Halil İbrahim Karasu Anlatımı
Sabah uyandığımda kollarımda olan Zeynep'i fark etmem zaman almadı, altın sarısı saçları sabah güneşinde parlıyordu ben yine onun güzelliğine dalmıştım. Ellerimi saçlarında gezdiriyordum, bir hareketlenme hissettiğimde ona baktım okyanus mavisi gözleri yavaş yavaş ortaya çıkıyordu. Biraz ona baktıktan sonra eğildim ve meleğimin alnına bir öpücük bıraktım onun elleri göğsümü okşuyordu buda beni yükseltiyordu. Yatakta oturur pozisyona geçtiğimde onu belinden yakaladım ve kucağıma, bacaklarımın üstüne oturttum. Anın şokuyla önce bana baktı ve gözlerini kıstı sonra bana uzandı ve sarıldı "günaydın yakışıklı" dedi boyun girintime öpücük kondururken, bu kadın beni ve kalbimi delirtiyordu şuan duyulacak şekilde atıyordu elimde olan bir şey değildi o da bunu duymuş olacak ki şöyle dedi "sakin ol eşkiya kalbin duracak" onun sesini duymak, ona dokunmak, onunla olmak dünyanın en güzel şeylerinden biriydi ben düşünürken o bunu fark etmiş olacak ki konuştu "istersen seni düşüncelerinle baş başa bırakabilirim" bunu duyduğumda "gitme! Zaten düşüncelerim senin üzerine kurulu" dedim ilk kelimeyi derinden gelen bir sesle söylemiştim ben de anlamamıştım zaten. Hala bacaklarımın üstündeydi bu çok güzel bir histi 'sevdiğinin yanı başında olması' bunları düşünürken önümde bir parmak şıkladı Zeynep konuşunca ne yapacağımı bilemedim "şu düşüncelerini benimle de paylaşabilir misin merak ettim?" ne diyecektim seninle olmayı, öpüşmeyi ..... falan çok seviyorum mu? en iyisi şunu demekti "düşüncelerim bana kalsın sevgilim" önce sinirli bir ifadeye büründü ama sonra yumuşadı "tamam eşkiya" dedi. Ben onunla ilgili güzel şeyler düşünürken (kesin öyledir Halocum) o bana doğru yaklaşıp "ben kahvaltı hazırlamaya gidiyorum eşkiya" dedi bana eşkiya demesi çok hoşuma gidiyordu ama sanırım cevap vermem lazımdı kalkmaya çalışırken kolundan yakaladım ve kucağıma çektim bana şaşkın gözlerle bakarken ben şöyle dedim "biraz daha böyle kalsak olmaz mı?" sesimin tonuna dikkat etmiştim.
Zeynep Leto Anlatımı
Halil İbrahim beni birden kucağına çektiğinde şaşırdım o bana "biraz daha böyle kalsak olmaz mı?" diye sorduğunda onu kırmak istememiştim ama şöyle dedim "bütün gün böyle kalacak değiliz ya gel içeri gidelim yakışıklı" dedim biraz bozuldu galiba bana üzgün ve kırgın bir ifadeyle baktı ama ben çoktan kalkmıştım. Ona elimi uzattım ve "hadi gel" dedim o beni ikiletmeden kalktı yüzünde hala üzgün bir ifade vardı, suratı asıktı. Gönlünü almam lazımdı ama nasıl olacağını bilmiyordum.

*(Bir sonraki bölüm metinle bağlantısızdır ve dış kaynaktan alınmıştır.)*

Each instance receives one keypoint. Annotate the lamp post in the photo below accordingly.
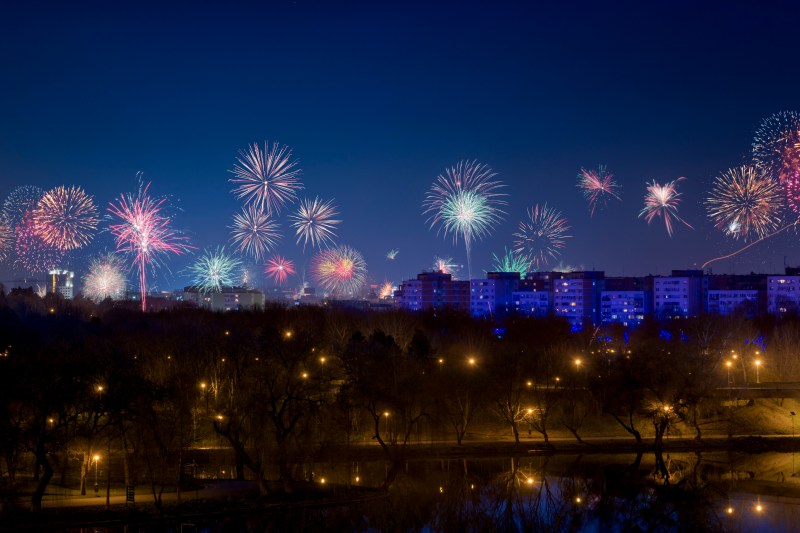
(96, 459)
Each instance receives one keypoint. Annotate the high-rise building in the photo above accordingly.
(60, 281)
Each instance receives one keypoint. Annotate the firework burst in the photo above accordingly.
(386, 290)
(445, 265)
(32, 254)
(20, 203)
(541, 236)
(314, 223)
(66, 218)
(339, 270)
(598, 187)
(143, 232)
(744, 203)
(279, 269)
(268, 178)
(105, 279)
(776, 146)
(511, 261)
(662, 201)
(463, 201)
(214, 270)
(254, 232)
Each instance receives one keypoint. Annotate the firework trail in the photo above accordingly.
(339, 270)
(597, 186)
(776, 146)
(463, 201)
(214, 270)
(20, 203)
(445, 265)
(511, 261)
(744, 203)
(105, 278)
(254, 232)
(66, 218)
(144, 233)
(662, 201)
(6, 241)
(314, 223)
(541, 236)
(32, 254)
(279, 269)
(386, 290)
(267, 178)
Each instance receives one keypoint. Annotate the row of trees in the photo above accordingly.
(279, 385)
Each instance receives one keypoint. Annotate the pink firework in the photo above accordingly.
(144, 233)
(597, 186)
(279, 268)
(32, 253)
(662, 201)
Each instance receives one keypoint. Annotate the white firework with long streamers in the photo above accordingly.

Kahvaltıyı yapmıştık ama hala yüzü asıktı gönlünü almanın bir yolunu bulamamıştım ama bulduğumda uygulayacaktım, zaten bana kıyamıyordu eşkiyam benim. Sofrayı toplarken bana kedi gibi bakıyordu, üstündeki siyah gömlekle de çok yakışıklı duruyordu bu adam beni delirtecek.
Sofrayı topladıktan sonra Halil İbrahim duş almaya gitmişti, (duşa dalmayacak bu arada SPOİLER ALERT!!!) ben hala ne yapacağımı düşünüyordum.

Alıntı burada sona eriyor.